Denmark’s Genmab has been boosted by the news that its partner Roche has filed a clinical trial application with the UK’s Medicines and Healthcare products Regulatory Agency for an antibody developed under the companies’ collaboration.
The antibody was the third developed with Roche and created by Genmab to reach the clinical phase, and the Copenhagen-based group now has eight products in clinical development. Under the terms of its pact with the Swiss drugs giant, Genmab will receive an undisclosed milestone payment, though it will have no effect on its 2007 financial outlook.
If all goals are reached, the value of the collaboration to Genmab, whose shares rose 3.5% on the filing in the UK, could be $100 million plus royalties.

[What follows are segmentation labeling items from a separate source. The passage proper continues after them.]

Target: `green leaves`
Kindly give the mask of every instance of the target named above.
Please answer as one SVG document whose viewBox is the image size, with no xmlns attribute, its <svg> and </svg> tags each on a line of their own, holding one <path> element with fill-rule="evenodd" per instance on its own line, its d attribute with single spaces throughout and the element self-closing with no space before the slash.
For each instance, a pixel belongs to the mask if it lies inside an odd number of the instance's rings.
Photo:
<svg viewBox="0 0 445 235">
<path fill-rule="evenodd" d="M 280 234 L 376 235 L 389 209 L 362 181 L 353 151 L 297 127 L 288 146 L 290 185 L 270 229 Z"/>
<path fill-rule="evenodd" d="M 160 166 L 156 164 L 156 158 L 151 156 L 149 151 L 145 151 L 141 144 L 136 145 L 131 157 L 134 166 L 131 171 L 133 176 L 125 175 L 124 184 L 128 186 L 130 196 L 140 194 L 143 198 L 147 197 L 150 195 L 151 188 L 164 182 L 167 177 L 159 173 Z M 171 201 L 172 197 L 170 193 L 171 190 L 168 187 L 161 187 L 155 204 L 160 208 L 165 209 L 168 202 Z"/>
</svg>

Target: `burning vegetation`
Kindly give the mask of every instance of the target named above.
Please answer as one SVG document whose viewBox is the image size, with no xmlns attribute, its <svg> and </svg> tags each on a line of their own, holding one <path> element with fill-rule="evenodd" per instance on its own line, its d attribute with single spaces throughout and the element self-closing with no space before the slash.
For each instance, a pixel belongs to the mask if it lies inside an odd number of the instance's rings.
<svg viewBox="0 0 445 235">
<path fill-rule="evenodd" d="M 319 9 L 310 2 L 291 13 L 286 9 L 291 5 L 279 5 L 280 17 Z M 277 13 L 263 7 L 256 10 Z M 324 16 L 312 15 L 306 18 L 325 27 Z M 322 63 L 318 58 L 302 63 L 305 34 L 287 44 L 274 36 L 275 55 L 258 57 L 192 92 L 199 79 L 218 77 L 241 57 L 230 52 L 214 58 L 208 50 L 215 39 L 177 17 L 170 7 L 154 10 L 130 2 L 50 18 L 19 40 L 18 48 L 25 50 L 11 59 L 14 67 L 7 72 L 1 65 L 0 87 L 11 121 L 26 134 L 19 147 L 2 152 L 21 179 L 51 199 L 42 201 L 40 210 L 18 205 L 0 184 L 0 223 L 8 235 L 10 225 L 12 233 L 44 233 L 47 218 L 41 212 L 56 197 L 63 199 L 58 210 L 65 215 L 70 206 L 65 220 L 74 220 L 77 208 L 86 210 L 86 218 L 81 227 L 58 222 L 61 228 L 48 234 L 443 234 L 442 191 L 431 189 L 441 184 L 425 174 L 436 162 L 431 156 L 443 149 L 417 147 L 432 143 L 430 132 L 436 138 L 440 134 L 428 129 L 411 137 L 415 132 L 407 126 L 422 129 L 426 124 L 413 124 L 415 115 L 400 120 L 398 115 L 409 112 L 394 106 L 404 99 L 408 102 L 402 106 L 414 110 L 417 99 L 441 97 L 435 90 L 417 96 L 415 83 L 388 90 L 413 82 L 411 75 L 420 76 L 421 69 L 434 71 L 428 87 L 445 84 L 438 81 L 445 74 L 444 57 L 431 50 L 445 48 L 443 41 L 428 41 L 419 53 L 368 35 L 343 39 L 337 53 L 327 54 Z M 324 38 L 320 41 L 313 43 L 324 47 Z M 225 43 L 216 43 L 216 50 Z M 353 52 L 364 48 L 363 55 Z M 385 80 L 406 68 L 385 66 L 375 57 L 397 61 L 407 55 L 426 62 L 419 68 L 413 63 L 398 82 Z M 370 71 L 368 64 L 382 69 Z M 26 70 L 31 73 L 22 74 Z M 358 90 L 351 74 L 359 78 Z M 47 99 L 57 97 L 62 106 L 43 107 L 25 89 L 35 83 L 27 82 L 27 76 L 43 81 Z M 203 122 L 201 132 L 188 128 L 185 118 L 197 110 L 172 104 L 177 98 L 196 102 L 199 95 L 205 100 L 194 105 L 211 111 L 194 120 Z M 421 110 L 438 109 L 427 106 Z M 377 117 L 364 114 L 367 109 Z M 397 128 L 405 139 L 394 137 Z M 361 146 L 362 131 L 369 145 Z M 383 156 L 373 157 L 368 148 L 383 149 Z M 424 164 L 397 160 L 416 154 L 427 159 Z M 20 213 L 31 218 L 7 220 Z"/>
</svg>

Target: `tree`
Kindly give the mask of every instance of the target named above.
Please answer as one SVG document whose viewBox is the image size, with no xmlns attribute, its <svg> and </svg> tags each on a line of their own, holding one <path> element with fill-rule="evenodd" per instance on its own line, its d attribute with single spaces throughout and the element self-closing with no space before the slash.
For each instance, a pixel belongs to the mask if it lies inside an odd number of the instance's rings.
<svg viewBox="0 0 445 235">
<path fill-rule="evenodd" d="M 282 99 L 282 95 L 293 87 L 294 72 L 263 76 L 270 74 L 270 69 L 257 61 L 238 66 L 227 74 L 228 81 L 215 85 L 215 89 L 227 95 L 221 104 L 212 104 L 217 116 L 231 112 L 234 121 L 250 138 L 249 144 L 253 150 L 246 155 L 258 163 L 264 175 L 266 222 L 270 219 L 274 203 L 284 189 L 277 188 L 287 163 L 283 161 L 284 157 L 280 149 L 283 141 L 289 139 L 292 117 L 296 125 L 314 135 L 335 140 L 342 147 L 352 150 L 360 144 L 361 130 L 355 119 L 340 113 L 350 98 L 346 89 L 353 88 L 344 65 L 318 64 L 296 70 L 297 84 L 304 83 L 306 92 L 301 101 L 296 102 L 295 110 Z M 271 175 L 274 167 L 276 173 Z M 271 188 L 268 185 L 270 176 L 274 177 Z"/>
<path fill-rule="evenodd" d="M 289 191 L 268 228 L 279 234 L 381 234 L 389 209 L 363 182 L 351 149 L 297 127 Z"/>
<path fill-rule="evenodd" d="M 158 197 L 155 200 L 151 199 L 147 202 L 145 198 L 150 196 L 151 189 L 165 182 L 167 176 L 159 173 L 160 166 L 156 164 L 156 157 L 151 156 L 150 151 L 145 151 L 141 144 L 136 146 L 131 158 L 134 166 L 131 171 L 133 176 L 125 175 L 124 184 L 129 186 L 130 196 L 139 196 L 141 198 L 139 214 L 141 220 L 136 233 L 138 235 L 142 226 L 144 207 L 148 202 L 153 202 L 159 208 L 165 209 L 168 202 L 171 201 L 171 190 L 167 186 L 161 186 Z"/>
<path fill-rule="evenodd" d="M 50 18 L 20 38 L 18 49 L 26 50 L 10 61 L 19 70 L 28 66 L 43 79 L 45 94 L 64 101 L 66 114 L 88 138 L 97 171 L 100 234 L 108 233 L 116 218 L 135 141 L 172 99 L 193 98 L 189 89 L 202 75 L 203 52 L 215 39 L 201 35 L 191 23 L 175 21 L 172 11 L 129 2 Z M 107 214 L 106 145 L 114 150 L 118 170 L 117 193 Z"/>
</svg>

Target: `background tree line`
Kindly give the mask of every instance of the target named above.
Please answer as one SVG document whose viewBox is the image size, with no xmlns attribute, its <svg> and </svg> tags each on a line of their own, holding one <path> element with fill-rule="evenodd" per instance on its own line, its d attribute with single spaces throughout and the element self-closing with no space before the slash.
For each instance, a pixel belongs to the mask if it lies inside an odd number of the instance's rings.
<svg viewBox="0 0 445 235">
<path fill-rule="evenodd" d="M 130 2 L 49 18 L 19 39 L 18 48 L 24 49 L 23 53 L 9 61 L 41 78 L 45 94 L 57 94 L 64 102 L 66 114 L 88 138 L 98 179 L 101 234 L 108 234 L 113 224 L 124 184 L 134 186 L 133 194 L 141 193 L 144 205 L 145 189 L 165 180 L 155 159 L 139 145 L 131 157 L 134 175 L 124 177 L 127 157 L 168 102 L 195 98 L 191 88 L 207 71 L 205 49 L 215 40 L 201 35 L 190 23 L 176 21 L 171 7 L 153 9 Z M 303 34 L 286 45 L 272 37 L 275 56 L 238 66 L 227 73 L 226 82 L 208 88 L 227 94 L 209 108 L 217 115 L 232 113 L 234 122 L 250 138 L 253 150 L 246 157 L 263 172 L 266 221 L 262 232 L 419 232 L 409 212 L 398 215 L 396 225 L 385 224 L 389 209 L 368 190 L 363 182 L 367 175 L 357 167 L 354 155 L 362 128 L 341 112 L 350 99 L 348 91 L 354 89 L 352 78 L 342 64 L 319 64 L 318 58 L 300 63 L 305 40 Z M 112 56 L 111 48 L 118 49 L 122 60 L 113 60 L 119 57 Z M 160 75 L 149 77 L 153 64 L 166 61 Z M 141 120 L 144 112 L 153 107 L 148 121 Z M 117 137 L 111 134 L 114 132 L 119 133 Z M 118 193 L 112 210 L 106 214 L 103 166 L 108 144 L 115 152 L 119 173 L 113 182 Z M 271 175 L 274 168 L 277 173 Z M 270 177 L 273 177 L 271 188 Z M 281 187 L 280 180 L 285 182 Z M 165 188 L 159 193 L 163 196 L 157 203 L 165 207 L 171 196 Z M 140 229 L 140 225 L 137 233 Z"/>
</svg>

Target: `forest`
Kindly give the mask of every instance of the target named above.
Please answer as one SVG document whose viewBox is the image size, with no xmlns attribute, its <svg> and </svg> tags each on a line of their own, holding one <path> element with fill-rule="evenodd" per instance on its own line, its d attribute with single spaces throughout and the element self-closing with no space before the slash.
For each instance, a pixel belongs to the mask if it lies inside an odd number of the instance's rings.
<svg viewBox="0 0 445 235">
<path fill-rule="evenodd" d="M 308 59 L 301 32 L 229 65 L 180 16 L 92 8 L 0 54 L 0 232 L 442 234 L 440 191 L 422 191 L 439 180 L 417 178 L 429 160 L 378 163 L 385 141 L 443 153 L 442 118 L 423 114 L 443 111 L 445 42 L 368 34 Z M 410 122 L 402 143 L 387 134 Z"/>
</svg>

HuMax-CD20 study design altered
The news came days after Genmab amended the design of an ongoing pivotal study of HuMax-CD20 in rituximab refractory follicular non-Hodgkin’s lymphoma to a single arm trial to include 81 patients. All patients will receive one infusion of HuMax-CD20 (ofatumumab) 300mg followed by seven weekly infusions of 1,000 mg.
The original study design included 162 patients, who would have received one infusion of 300mg of the drug followed by seven weekly infusions of either 500mg or 1,000mg. The 500-mg dose was eliminated to reduce the number of patients and ensure each of them received the maximum dose, said Genmab, which is being developed with GlaxoSmithKline.